Sure, you're right, it's boring to be told to avoid the Dance Academy. But it's even more boring to drive a bus while burdened by the study debt from years at the Dance Academy.

@mrundkvist But you didn't say avoid the low employment education you said they basically shouldn't exist (at least not funded).
I'm saying students should be (made) aware of the prospects so they can decide if they still want to risk it (anyone studying ballet knows there's a slim chance even if they're top 5 in class).
I know brilliant biologists who've never worked as such because while the last 25 years of prognosis has been "in demand" the market hasn't actually been that good at all.
@ChrisMayLA6 It's just power and influence. Lots of good places will be lost. The usual suspects will go from strength to strength. ☹️

@FaithfullJohn

I agree; I've taught at a post-92 & a top 10 and the former did a much better job for the students

@ChrisMayLA6 and lots of great departments in non-Russell Group universities are also being targeted. 😭😠

@ChrisMayLA6

How many degree courses in AI prompting do we need?

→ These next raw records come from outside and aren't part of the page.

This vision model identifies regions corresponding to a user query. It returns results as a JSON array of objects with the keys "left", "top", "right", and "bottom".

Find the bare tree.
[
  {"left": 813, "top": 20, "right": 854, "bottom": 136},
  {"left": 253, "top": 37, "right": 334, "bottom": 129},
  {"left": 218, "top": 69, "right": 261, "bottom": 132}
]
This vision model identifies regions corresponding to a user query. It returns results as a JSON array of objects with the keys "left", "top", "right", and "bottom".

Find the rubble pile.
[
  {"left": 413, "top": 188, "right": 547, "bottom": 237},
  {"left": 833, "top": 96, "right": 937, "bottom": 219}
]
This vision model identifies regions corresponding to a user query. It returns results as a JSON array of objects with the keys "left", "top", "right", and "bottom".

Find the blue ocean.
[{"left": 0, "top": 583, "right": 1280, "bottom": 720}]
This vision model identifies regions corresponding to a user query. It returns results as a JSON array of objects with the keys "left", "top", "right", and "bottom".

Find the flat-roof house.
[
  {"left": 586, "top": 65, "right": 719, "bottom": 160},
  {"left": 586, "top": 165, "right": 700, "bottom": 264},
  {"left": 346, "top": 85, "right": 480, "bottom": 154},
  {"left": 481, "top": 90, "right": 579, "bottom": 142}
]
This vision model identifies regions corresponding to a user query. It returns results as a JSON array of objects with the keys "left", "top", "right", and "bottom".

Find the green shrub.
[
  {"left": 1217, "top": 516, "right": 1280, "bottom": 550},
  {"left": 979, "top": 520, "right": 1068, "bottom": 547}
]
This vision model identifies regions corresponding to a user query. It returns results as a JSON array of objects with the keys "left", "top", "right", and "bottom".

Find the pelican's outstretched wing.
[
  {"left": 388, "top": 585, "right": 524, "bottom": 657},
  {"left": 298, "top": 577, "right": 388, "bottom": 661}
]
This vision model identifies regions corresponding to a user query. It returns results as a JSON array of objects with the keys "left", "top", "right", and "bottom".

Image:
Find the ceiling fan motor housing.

@ChrisMayLA6 Devious use of 'an' in here, they were not educating 'an' elite they were educating 'the' elite (alongside a couple of grammar school lottery winners).

Maybe it's time to revisit the missing part of Lord Browne's tuition fee plan (where fees are 'unlimited' but the figure over the state funded threshold is footed by the institution and they join the queue, behind the state, for repayment).

Let's see some money put where mouths are.